Arménie: protestations pour empêcher l'ex-président de devenir Premier ministre

Erevan - Plusieurs milliers de personnes ont manifesté lundi à Erevan, la capitale arménienne, pour protester contre l'ex-président Serge Sarkissian, proposé au poste de Premier ministre aux pouvoirs renforcés après avoir achevé son second et dernier mandat présidentiel.

Les manifestants ont défilé dans le centre-ville, à l'appel du leader de l'opposition Nikol Pachinian, après avoir bloqué les rues principales qui mènent au Parlement et aux universités, a constaté une journaliste de l'AFP.

"L'Arménie sans Serge!", "Serge est un menteur!", scandaient les manifestants.

Dans la matinée, des centaines de personnes s'étaient assises ou allongées sur la chaussée en signe de protestation, bloquant le trafic sur les artères principales de la ville et appelant les conducteurs de bus et les automobilistes à rejoindre le mouvement.

"Nous sommes des personnes pacifiques. Notre objectif est d'empêcher -- sans violence ou recours à la force -- Serge Sarkissian de diriger le pays pour la troisième fois consécutive", a assuré M. Pachinian.

Le Parti républicain au pouvoir a officiellement présenté lundi au Parlement la candidature de Serge Sarkissian, 63 ans, au poste de Premier ministre.

Le vote à l'issue duquel M. Sarkissian devrait être sans surprise élu à ce poste clé dans cette ex-république soviétique du Caucase est attendu mardi.

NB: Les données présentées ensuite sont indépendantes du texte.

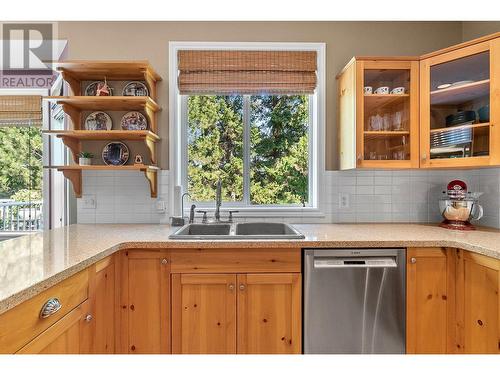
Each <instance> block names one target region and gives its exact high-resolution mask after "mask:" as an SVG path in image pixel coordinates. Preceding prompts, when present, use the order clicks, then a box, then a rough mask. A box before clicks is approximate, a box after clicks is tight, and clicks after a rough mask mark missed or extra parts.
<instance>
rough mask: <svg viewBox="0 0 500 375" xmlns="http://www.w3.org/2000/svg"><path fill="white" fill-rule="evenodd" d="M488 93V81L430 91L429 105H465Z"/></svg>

D'importants effectifs de police ont été déployés lundi dans le centre d'Erevan. Ils ont appelé les protestataires à ne pas troubler l'ordre public, sans toutefois intervenir directement.

Les protestations secouent Erevan depuis vendredi où plus de 4.000 personnes sont descendues dans la rue pour dénoncer l'intention de l'ancien président arménien de rester au pouvoir en tant que chef du gouvernement.

"Quelque chose de sans précédent se produit en Arménie: la même personne veut diriger le pays pour la troisième fois consécutive", a déclaré pendant le week-end M. Pachinian. "Nous ne pouvons pas le permettre", a-t-il assuré.

Le nouveau président arménien, Armen Sarkissian, qui a le même nom de famille que son prédécesseur sans pour autant avoir de liens de parenté avec lui, a pour sa part prêté serment lundi dernier.

Ses fonctions sont devenues largement protocolaires depuis la réforme constitutionnelle de 2015 qui a transformé l'Arménie en république parlementaire, où le pouvoir exécutif réel est entre les mains du Premier ministre.

L'opposition affirme que cette réforme avait pour unique but de maintenir au pouvoir le prorusse Serge Sarkissian, ancien officier de l'armée, qui occupait le poste de président depuis 2008 après avoir déjà été Premier ministre en 2007-2008.

La victoire de M. Sarkissian à la présidentielle de 2008 avait provoqué des affrontements à Erevan entre policiers et partisans du candidat malheureux de l'opposition, qui avaient fait 10 morts.

Les derniers rassemblements d'ampleur en Arménie remontent à juillet 2016 où des opposants appelant au départ des autorités avaient retenu des otages pendant deux semaines dans un commissariat d'Erevan. Les partisans de ces preneurs d'otages, hostiles au gouvernement, avaient alors manifesté en masse, et de violents affrontements avaient eu lieu avec la police.